Bakın şu anda benim bulunduğum konumda 28 Şubat 2025 tarihinde Güneş battıktan hemen sonra saat 18:20’de West’i temsil eden W işaretiyle gösterilen Batı’ya bakarsam, Satürn’ü, Ay’ı, Merkür’ü, biraz yukarıda Venüs’ü görebilirim. Hayali bir yay çizerek bakışlarımı devam ettirirsem Jüpiter’e ve sonra da Mars’a ulaşırım.
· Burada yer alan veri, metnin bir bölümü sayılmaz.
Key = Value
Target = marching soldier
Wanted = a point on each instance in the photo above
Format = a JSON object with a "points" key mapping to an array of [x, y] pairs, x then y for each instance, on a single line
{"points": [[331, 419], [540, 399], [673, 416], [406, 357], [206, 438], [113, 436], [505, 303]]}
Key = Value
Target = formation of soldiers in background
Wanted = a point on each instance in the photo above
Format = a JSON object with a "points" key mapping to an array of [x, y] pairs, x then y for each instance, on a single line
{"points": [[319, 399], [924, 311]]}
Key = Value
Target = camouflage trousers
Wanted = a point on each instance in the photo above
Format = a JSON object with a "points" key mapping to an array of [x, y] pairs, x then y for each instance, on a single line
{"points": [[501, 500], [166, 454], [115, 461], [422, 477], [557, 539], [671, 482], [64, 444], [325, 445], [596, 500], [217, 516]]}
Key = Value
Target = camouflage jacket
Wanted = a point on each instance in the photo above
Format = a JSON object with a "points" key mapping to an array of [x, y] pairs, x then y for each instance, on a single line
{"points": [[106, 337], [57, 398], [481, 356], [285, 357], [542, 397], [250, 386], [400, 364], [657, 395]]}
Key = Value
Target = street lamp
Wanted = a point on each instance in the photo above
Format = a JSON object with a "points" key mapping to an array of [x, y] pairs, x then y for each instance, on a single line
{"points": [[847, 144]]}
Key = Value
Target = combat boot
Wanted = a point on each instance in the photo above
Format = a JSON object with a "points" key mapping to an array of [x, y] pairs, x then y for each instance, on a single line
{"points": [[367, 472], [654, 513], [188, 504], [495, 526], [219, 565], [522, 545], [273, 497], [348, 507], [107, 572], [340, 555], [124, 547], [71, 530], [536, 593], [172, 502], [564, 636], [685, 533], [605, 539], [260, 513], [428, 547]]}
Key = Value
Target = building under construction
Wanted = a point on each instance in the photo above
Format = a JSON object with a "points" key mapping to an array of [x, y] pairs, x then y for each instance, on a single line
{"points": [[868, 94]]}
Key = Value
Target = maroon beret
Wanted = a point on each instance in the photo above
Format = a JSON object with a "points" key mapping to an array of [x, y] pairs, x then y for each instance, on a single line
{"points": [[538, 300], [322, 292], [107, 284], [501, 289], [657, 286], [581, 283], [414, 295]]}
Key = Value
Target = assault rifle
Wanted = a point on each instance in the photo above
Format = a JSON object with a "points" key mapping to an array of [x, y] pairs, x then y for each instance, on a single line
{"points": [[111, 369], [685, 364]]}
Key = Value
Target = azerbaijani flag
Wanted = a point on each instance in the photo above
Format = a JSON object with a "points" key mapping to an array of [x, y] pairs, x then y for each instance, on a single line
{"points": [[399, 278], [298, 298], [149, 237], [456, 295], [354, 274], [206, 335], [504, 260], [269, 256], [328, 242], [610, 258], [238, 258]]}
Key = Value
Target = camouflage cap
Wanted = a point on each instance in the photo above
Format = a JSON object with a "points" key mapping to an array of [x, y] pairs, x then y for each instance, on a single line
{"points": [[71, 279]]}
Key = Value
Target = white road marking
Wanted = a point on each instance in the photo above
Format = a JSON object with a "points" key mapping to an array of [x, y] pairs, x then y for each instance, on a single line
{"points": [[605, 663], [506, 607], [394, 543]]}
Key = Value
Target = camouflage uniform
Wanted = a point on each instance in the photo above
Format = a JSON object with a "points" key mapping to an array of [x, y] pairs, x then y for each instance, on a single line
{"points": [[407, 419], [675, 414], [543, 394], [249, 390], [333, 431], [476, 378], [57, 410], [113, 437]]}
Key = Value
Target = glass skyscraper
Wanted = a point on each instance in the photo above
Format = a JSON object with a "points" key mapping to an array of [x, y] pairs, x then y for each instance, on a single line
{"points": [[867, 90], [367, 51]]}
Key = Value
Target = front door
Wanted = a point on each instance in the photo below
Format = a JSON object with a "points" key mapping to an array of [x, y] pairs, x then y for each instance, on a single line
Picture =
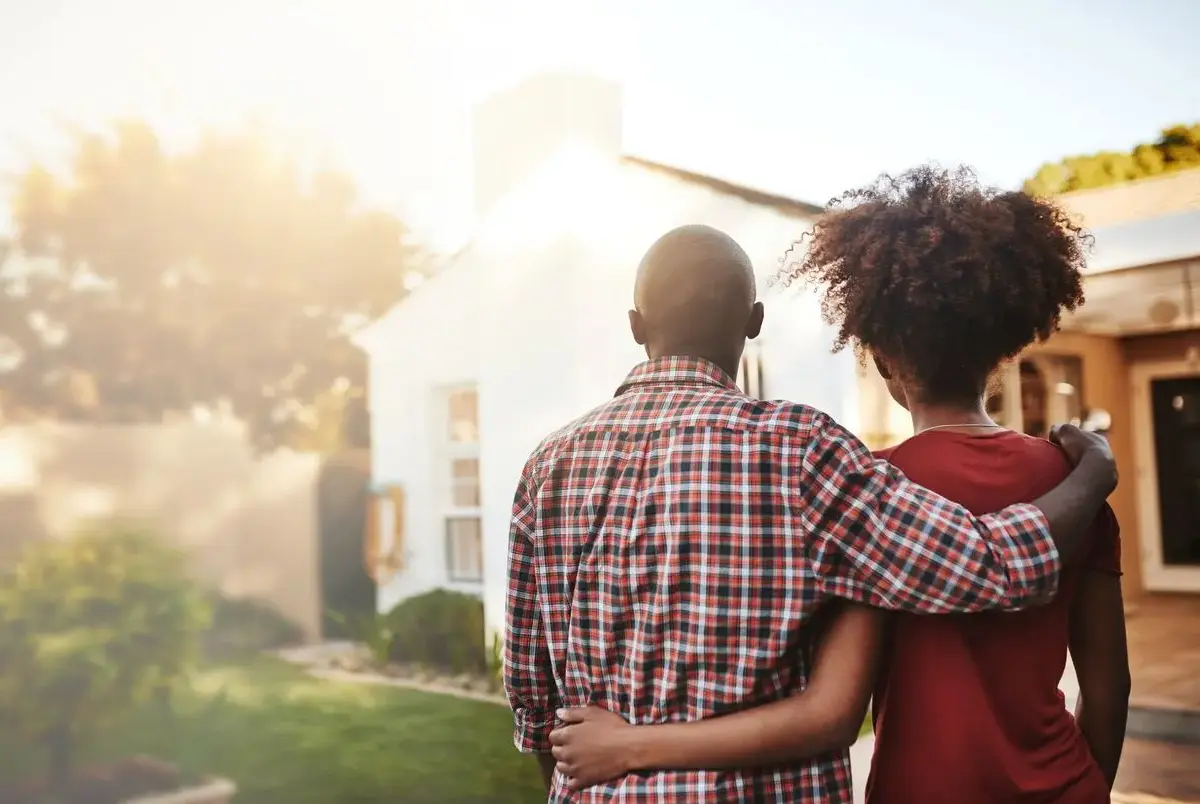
{"points": [[1175, 406]]}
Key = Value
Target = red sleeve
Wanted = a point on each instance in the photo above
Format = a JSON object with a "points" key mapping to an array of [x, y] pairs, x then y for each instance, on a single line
{"points": [[1105, 553]]}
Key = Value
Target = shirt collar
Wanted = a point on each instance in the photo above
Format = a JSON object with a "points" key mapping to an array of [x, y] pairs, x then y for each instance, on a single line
{"points": [[677, 371]]}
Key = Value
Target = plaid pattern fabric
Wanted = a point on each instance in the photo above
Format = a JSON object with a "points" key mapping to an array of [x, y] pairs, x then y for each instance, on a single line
{"points": [[669, 549]]}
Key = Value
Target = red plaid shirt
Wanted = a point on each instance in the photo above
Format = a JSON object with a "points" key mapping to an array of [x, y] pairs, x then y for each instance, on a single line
{"points": [[669, 549]]}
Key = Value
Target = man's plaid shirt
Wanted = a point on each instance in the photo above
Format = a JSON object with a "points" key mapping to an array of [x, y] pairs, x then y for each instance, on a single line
{"points": [[669, 549]]}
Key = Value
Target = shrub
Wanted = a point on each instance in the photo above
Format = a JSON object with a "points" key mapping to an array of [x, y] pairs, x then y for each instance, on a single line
{"points": [[91, 627], [439, 629], [244, 625]]}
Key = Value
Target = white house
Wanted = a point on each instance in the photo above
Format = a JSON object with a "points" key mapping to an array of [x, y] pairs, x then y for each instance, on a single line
{"points": [[526, 328]]}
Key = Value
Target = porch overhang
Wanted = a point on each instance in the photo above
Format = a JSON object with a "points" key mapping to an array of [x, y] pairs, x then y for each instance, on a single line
{"points": [[1143, 277]]}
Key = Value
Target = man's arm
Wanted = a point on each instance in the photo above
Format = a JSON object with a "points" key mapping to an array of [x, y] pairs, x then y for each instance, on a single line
{"points": [[595, 745], [1099, 652], [528, 673], [877, 538]]}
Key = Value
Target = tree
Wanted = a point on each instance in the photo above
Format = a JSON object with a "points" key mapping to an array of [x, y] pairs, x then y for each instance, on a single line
{"points": [[221, 279], [1176, 149]]}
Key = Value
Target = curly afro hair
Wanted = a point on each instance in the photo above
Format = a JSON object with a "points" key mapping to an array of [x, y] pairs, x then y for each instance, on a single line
{"points": [[941, 277]]}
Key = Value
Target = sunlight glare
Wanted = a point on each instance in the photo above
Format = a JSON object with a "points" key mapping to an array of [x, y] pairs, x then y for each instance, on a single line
{"points": [[576, 192]]}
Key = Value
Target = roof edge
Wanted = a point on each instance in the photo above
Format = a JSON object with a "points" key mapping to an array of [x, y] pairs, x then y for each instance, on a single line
{"points": [[793, 207]]}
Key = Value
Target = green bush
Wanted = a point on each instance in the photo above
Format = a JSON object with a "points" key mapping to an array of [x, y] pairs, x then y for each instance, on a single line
{"points": [[439, 629], [89, 628], [243, 627]]}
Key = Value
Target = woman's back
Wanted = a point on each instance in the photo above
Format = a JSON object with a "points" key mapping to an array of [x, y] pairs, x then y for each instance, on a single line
{"points": [[967, 707]]}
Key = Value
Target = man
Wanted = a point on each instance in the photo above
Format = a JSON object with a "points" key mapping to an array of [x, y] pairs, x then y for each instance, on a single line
{"points": [[669, 547]]}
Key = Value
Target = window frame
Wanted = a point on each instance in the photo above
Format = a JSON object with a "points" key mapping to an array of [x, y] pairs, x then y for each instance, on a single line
{"points": [[448, 451]]}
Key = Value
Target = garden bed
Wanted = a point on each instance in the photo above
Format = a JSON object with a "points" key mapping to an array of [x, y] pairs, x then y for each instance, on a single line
{"points": [[137, 780]]}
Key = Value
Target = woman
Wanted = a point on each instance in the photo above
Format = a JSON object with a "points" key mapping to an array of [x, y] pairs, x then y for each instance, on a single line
{"points": [[941, 282]]}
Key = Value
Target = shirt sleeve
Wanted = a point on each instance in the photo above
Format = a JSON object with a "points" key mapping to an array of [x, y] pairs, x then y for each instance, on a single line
{"points": [[1105, 552], [880, 539], [528, 675]]}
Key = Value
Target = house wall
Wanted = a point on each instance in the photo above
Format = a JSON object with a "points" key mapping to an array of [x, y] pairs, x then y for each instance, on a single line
{"points": [[557, 339], [1170, 347], [1107, 385], [537, 312], [247, 522], [430, 348]]}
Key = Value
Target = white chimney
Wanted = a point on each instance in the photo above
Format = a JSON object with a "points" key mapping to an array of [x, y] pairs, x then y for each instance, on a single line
{"points": [[516, 129]]}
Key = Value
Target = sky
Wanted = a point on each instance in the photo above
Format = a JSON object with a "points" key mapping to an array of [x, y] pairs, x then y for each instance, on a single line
{"points": [[798, 97]]}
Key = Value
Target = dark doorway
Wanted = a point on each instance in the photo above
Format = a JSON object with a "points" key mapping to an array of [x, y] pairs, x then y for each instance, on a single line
{"points": [[348, 594], [1176, 411]]}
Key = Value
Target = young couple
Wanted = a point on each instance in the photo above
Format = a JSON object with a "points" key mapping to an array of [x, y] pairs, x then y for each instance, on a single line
{"points": [[741, 579]]}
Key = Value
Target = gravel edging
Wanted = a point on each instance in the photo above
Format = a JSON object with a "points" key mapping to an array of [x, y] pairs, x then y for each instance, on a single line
{"points": [[403, 683]]}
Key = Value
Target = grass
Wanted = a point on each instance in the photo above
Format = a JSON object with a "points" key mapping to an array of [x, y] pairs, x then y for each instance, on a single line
{"points": [[287, 738]]}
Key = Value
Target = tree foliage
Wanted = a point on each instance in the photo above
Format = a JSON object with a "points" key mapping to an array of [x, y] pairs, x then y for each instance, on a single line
{"points": [[89, 627], [225, 277], [1176, 149]]}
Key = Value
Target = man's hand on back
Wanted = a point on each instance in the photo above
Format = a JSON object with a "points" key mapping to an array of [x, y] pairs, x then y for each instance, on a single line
{"points": [[1092, 448]]}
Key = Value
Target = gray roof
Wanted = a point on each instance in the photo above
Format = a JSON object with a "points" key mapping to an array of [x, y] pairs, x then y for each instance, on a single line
{"points": [[1163, 239]]}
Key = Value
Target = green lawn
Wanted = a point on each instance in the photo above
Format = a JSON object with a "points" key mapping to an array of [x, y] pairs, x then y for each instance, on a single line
{"points": [[287, 738]]}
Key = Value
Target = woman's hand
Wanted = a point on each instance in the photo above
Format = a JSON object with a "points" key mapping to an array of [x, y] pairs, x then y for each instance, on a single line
{"points": [[592, 745]]}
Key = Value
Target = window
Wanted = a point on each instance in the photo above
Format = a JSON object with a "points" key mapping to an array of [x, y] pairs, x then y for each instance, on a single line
{"points": [[750, 372], [459, 473]]}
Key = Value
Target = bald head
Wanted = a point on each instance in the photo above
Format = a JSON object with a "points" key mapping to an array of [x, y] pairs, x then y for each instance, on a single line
{"points": [[695, 295]]}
Hatta FOV yani field of view görüş açımı 180 derece yapar, Uranüs ve Neptün’ü de görünür hale getirirsem işte tüm gezegenler bu şekilde hizalanmış olur.
İşte o Şubat gecesinde, gökyüzünde dizilen yedi gezegene bakarken, aslında milyarlarca yıllık bir kozmik dansın küçük bir anına tanıklık edeceğiz. Bu görüntü, ne dünyanın sonunu getirecek bir kehanet, ne de mistik güçlerin bir araya gelişi. Aksine, bu muhteşem gök olayı, insanlığın uzayı keşfetme serüveninde kullandığı zekâ ve bilimin bir kutlaması gibi. Tıpkı Voyager’ların bu tür dizilimlerden faydalanarak uzayın derinliklerine doğru hala yol almaya devam etmesi gibi, belki de gelecekte başka uzay araçları, başka dizilimleri kullanarak yeni keşiflere yelken açacak. Gökyüzüne baktığınızda sadece parlayan noktalar değil, içinde yaşadığımız evrenin sonsuz olasılıklarını da görmeli ve çocuklarımıza, gençlerimize göstermeliyiz. Çünkü o gece gökyüzüne bakanlardan bazıları, ileride geleceğin uzay bilimcisi olarak kendi yolculuğuna ilk adımını atacak.